The Court concludes that there is nothing to suggest that the German courts would not allow the attachment of
assets that are not protected by principles of international law.
As to the applicant’s contention that the German courts had failed to correctly establish the facts and had
incorrectly interpreted the relevant treaty provisions, the Court reiterates that it is not its task to establish whether
the Russian Federation’s claims in fact served sovereign functions or whether the Russian Federation had in fact
waived its immunity.
Those questions are primarily for the domestic courts to decide.

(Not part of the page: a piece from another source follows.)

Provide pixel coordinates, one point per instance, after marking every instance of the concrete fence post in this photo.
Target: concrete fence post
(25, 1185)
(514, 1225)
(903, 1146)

The German courts found that the claims had served sovereign purposes and that the Russian Federation had
not waived its immunity from enforcement. The Court considers that the applicant has failed to demonstrate, and
there is nothing to suggest, that the assets in question have not been used by the Russian Federation in
accordance with its sovereign power, or that that State had consented to any measures of constraint, such as
attachment, arrest or execution, which would justify lifting its immunity from enforcement.
In light of the foregoing, the Court concludes that the German courts struck a fair balance between the demands
of the general interest of the community and the requirements of the protection of the individual’s fundamental
rights.
It follows that there is no appearance of a violation of Article 1 of Protocol No. 1 and this complaint must be
rejected as manifestly ill-founded pursuant to Article 35 §§ 3 and 4 of the Convention.

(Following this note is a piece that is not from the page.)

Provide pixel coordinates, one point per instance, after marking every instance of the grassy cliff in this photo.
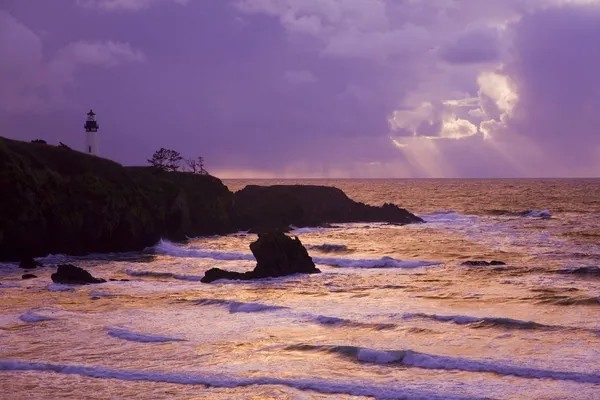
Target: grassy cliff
(57, 200)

2. As far as the applicant’s complaints under Article 6, 13, and 14 are concerned, the Court finds, in the light of
all the material in its possession, and in so far as the matters complained of are within its competence, that they
do not disclose any appearance of a violation of the rights and freedoms set out in the Convention or its
Protocols.
It follows that this part of the application is manifestly ill-founded and must be rejected in accordance with Article
35 §§ 3 and 4 of the Convention.
For these reasons, the Court unanimously
Decides to join the applications, and
Declares the applications inadmissible.